TEHERAN: L'armée iranienne a affirmé vendredi avoir lancé des drones contre des objectifs militaires américains au Koweït, en représailles à l'"agression" des Etats-Unis contre l'Iran.

Dans un communiqué, l'armée a indiqué avoir visé "des abris d'avions de combat, des systèmes de communication par satellite et des installations de stockage d'équipement sur la base aérienne Ahmad al-Jaber au Koweït".

Le Commandement militaire américain pour le Moyen-Orient (Centcom) n'a pas fait de commentaire dans l'immédiat.

L'armée iranienne a qualifié ces frappes de "réaction à la récente agression de notre pays par l'armée américaine terroriste et son attaque brutale contre une habitation sur l'île de Qeshm".

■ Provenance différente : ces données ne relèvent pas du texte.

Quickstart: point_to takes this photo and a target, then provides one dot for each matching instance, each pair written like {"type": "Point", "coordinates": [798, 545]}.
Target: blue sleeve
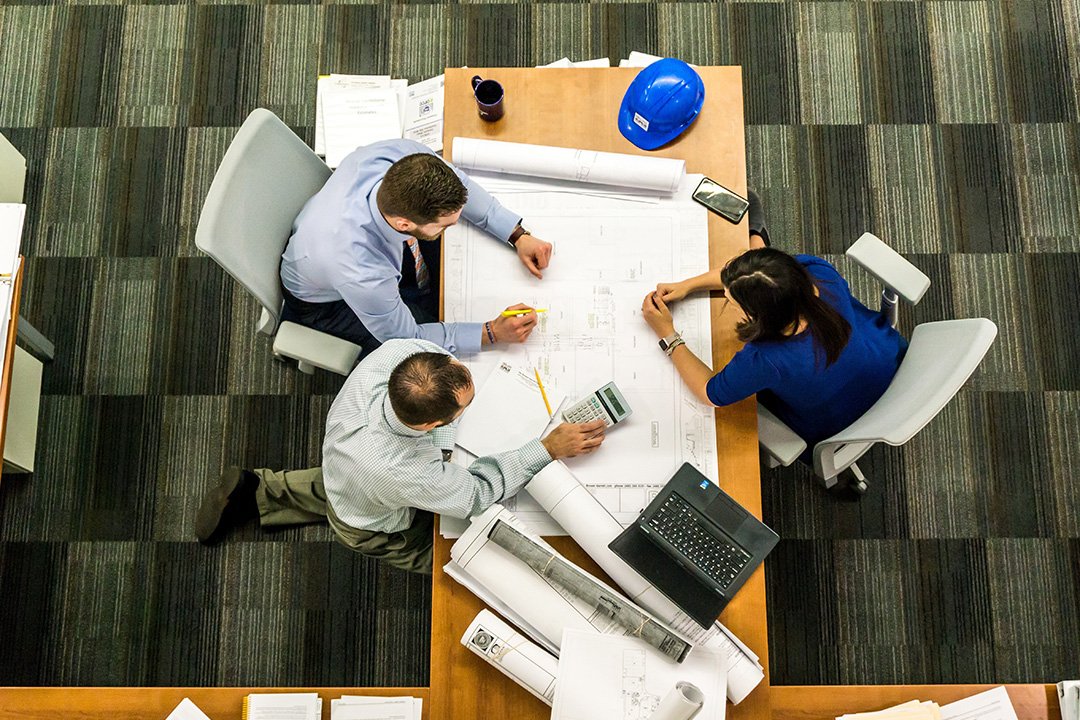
{"type": "Point", "coordinates": [747, 372]}
{"type": "Point", "coordinates": [379, 307]}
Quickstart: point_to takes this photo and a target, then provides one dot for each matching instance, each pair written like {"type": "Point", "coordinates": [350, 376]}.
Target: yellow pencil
{"type": "Point", "coordinates": [514, 313]}
{"type": "Point", "coordinates": [542, 393]}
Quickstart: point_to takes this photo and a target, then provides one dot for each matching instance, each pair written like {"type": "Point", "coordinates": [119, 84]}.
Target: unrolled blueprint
{"type": "Point", "coordinates": [608, 254]}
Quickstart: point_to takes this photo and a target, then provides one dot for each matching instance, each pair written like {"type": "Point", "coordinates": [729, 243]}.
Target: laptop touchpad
{"type": "Point", "coordinates": [726, 513]}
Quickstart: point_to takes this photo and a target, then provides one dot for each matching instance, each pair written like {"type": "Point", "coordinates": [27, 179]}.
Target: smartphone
{"type": "Point", "coordinates": [721, 201]}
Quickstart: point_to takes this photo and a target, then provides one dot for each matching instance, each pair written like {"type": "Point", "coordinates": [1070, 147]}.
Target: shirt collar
{"type": "Point", "coordinates": [391, 235]}
{"type": "Point", "coordinates": [396, 425]}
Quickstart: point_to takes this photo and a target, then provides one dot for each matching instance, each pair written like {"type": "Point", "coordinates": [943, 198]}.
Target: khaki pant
{"type": "Point", "coordinates": [297, 497]}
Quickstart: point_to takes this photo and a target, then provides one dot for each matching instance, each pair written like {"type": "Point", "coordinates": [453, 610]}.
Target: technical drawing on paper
{"type": "Point", "coordinates": [608, 254]}
{"type": "Point", "coordinates": [637, 702]}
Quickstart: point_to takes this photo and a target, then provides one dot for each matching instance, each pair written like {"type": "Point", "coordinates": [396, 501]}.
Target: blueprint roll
{"type": "Point", "coordinates": [682, 703]}
{"type": "Point", "coordinates": [513, 654]}
{"type": "Point", "coordinates": [610, 168]}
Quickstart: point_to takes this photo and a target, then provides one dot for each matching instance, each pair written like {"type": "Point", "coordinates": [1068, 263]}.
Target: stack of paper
{"type": "Point", "coordinates": [187, 710]}
{"type": "Point", "coordinates": [990, 705]}
{"type": "Point", "coordinates": [365, 707]}
{"type": "Point", "coordinates": [283, 706]}
{"type": "Point", "coordinates": [353, 110]}
{"type": "Point", "coordinates": [567, 63]}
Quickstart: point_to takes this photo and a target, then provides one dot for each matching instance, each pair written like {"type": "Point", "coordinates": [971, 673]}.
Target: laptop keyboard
{"type": "Point", "coordinates": [677, 522]}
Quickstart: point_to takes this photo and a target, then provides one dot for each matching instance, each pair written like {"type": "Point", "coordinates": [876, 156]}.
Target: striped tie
{"type": "Point", "coordinates": [422, 276]}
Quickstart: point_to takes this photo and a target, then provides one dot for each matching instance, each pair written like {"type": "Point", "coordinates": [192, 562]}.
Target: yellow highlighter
{"type": "Point", "coordinates": [542, 393]}
{"type": "Point", "coordinates": [514, 313]}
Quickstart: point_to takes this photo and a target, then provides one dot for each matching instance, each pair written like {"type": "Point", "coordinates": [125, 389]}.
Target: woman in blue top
{"type": "Point", "coordinates": [817, 357]}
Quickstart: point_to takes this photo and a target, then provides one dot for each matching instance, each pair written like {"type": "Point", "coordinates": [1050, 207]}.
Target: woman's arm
{"type": "Point", "coordinates": [694, 374]}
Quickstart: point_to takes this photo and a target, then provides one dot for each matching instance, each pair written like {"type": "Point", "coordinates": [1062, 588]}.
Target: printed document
{"type": "Point", "coordinates": [607, 677]}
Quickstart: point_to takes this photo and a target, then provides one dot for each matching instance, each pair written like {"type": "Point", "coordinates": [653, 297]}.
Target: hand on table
{"type": "Point", "coordinates": [534, 253]}
{"type": "Point", "coordinates": [572, 439]}
{"type": "Point", "coordinates": [657, 314]}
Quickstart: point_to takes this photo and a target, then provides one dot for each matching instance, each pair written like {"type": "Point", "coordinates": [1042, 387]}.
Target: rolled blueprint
{"type": "Point", "coordinates": [513, 654]}
{"type": "Point", "coordinates": [554, 568]}
{"type": "Point", "coordinates": [590, 524]}
{"type": "Point", "coordinates": [611, 168]}
{"type": "Point", "coordinates": [682, 703]}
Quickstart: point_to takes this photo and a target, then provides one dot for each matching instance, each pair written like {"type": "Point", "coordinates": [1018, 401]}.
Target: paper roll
{"type": "Point", "coordinates": [610, 168]}
{"type": "Point", "coordinates": [513, 654]}
{"type": "Point", "coordinates": [682, 703]}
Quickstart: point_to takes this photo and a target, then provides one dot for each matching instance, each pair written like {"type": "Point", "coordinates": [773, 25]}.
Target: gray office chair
{"type": "Point", "coordinates": [940, 358]}
{"type": "Point", "coordinates": [265, 178]}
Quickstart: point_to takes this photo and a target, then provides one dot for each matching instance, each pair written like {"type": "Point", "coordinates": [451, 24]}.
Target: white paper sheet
{"type": "Point", "coordinates": [353, 118]}
{"type": "Point", "coordinates": [507, 412]}
{"type": "Point", "coordinates": [369, 707]}
{"type": "Point", "coordinates": [187, 710]}
{"type": "Point", "coordinates": [513, 654]}
{"type": "Point", "coordinates": [422, 112]}
{"type": "Point", "coordinates": [346, 81]}
{"type": "Point", "coordinates": [990, 705]}
{"type": "Point", "coordinates": [284, 706]}
{"type": "Point", "coordinates": [604, 677]}
{"type": "Point", "coordinates": [611, 168]}
{"type": "Point", "coordinates": [607, 255]}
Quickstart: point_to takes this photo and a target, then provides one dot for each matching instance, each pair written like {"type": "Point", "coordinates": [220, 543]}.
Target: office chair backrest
{"type": "Point", "coordinates": [265, 178]}
{"type": "Point", "coordinates": [940, 360]}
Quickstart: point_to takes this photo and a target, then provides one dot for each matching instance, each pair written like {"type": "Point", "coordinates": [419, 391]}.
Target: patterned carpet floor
{"type": "Point", "coordinates": [948, 127]}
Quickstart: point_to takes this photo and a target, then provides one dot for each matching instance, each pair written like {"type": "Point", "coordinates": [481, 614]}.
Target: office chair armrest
{"type": "Point", "coordinates": [311, 347]}
{"type": "Point", "coordinates": [777, 438]}
{"type": "Point", "coordinates": [889, 267]}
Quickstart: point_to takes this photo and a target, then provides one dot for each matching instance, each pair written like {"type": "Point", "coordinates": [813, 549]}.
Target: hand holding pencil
{"type": "Point", "coordinates": [514, 324]}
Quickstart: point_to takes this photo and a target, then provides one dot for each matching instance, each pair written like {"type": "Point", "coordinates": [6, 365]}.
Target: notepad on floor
{"type": "Point", "coordinates": [508, 411]}
{"type": "Point", "coordinates": [283, 706]}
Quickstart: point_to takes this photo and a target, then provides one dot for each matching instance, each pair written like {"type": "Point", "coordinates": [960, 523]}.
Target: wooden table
{"type": "Point", "coordinates": [579, 108]}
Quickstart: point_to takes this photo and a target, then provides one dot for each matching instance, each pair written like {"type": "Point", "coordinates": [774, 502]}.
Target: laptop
{"type": "Point", "coordinates": [696, 544]}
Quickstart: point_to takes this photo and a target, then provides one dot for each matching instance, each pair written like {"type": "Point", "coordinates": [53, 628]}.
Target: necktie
{"type": "Point", "coordinates": [421, 268]}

Selon des médias iraniens jeudi, trois membres d'une même famille ont été tués dans des frappes contre cette île située dans le détroit d'Ormuz.

La revendication de l'armée iranienne intervient alors que selon le Pakistan, médiateur dans le conflit entre Washington et Téhéran, les belligérants négocient en vue d'une désescalade après une nouvelle série de bombardements réciproques mercredi et jeudi.

La diplomatie pakistanaise a affirmé faire "tout (son) possible pour ramener toutes les parties au protocole d'accord d'Islamabad" signé à la mi-juin et censé ouvrir la voie à des pourparlers de paix.

Ce processus a déraillé depuis début juillet avec une reprise des frappes menées par les Etats-Unis et l'Iran, Téhéran visant des bases américaines et des pays alliés de Washington au Moyen-Orient, dont le Koweït.